How To Do The Aquaman Exercise
Also known as the swimmer, the aquaman is a back exercise that also strengthens your core
Even when it’s not one of the cooler superheroes – and let’s face it Aquaman isn’t, even with the very cool Jason Momoa on board – it’s always a little bit more exciting to name an exercise after a hero: see the Superman exercise, or the Superman plank, or the Spider-Man press-up. That’s why we’re calling this move the Aquaman, and not the swimmer, and it’s one of the best lower-back exercises you’re probably not doing.
That’s especially the case if you’re someone who worries about lower-back pain, either because you already experience it or you fear it arising because of many hours spent sitting at a desk each week. The Aquaman can help you strengthen your lower back and reduce your risk of pain developing, which really is quite heroic.
Benefits Of The Aquaman Exercise
It’s probably worth starting by saying that doing the Aquaman exercise is not going to make you look like Jason Momoa. Or any other version of Aquaman. It’s not the kind of glamour move that features heavily in celebrity workouts done by A-listers with extraordinary bodies – but we wouldn’t be surprised to learn they were doing it on the sly, because everyone benefits from having a stronger core.

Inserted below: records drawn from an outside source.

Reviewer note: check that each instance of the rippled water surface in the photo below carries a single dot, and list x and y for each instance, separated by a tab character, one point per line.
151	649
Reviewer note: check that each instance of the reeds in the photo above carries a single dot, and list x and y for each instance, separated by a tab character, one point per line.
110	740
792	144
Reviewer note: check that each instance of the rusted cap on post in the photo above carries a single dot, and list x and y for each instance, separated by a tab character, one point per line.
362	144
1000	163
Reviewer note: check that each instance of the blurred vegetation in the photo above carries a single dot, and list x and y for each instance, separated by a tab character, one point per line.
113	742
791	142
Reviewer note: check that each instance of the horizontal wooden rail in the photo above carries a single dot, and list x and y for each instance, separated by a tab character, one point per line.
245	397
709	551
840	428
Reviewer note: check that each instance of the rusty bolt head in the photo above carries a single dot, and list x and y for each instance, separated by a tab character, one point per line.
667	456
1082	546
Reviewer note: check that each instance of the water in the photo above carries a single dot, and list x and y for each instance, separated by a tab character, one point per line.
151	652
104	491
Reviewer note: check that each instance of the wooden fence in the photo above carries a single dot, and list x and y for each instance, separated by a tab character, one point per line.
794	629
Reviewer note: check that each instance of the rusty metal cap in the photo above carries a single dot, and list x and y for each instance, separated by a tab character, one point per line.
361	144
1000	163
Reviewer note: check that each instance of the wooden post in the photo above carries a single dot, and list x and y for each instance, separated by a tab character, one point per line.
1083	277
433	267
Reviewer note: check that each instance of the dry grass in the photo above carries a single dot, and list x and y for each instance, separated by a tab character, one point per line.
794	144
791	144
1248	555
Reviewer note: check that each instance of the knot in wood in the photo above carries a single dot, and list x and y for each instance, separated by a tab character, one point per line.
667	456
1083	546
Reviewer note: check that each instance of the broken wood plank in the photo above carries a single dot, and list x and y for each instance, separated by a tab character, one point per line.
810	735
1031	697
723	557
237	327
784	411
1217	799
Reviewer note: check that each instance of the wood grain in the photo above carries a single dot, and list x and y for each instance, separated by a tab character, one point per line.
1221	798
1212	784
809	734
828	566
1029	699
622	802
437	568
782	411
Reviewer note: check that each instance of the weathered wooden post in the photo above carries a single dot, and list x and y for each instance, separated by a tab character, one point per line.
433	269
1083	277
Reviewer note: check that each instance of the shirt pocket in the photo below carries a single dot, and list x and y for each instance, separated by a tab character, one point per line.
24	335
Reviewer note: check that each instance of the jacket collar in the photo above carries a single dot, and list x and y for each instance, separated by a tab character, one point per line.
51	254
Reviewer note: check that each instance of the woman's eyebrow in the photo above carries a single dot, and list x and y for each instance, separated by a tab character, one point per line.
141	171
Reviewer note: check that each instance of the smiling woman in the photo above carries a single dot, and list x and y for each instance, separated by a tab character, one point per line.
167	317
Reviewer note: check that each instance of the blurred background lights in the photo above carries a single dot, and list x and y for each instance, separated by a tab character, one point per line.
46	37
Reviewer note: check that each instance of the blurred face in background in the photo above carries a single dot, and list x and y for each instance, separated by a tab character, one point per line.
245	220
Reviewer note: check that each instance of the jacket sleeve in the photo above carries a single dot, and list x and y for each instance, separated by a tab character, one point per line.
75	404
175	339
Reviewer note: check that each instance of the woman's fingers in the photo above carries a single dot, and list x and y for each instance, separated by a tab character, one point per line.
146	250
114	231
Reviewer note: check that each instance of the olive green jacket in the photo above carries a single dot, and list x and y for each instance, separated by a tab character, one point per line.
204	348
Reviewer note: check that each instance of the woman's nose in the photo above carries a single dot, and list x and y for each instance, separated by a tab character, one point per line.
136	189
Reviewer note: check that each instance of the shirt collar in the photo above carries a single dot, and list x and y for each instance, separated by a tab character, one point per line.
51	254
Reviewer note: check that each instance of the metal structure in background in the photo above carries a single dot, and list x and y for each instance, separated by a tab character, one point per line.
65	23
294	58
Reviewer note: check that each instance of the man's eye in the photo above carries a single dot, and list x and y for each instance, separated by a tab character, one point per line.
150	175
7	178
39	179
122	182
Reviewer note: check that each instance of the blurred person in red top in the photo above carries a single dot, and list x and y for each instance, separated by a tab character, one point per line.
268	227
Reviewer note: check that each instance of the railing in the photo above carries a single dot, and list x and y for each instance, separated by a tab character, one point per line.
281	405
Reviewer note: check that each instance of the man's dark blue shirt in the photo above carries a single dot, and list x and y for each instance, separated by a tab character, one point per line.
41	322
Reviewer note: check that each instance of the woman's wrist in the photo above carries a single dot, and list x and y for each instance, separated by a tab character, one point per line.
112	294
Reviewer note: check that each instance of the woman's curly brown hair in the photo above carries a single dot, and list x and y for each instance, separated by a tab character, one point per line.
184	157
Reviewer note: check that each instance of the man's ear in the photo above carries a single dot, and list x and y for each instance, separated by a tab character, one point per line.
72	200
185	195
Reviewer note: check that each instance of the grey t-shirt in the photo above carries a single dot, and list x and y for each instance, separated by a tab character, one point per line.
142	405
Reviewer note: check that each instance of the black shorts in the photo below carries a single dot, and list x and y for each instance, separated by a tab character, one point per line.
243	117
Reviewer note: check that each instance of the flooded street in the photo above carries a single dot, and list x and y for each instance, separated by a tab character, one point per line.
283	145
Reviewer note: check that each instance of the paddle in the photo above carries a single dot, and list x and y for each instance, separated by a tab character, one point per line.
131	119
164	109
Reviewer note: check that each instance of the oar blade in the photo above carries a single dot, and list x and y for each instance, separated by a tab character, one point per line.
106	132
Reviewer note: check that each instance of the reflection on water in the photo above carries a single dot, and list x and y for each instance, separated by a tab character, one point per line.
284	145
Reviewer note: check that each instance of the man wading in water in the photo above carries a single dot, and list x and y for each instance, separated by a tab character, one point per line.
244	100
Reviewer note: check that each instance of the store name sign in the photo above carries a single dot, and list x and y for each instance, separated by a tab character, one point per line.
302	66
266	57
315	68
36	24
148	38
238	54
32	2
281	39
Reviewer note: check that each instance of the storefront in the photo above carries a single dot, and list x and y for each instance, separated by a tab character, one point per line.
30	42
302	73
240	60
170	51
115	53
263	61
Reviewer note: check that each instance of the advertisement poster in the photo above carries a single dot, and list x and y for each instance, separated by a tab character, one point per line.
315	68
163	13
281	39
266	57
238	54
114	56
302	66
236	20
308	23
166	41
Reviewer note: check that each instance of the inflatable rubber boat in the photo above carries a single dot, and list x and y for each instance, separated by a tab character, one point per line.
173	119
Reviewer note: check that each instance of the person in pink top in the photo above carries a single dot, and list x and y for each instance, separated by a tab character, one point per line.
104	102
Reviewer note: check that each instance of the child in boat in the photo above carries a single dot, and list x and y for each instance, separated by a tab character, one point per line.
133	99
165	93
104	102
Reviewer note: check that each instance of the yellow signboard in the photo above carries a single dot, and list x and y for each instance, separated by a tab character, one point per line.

The Aquaman exercise principally benefits the lower-back muscles and your glutes, and you’ll be able to tell that while doing it because they’re the muscles that will start burning after a few reps. It’s also good for your shoulders and hamstrings, and helps to improve your coordination too.
How To Do The Aquaman
Lie on your front with your legs straight and arms stretched out in front of you. Keeping your legs and arms extended, engage your glutes and lift your left arm and right leg until you feel the stretch in your hamstring and lower back. Hold for a beat at the top of the movement, then lower both limbs and raise the opposite ones.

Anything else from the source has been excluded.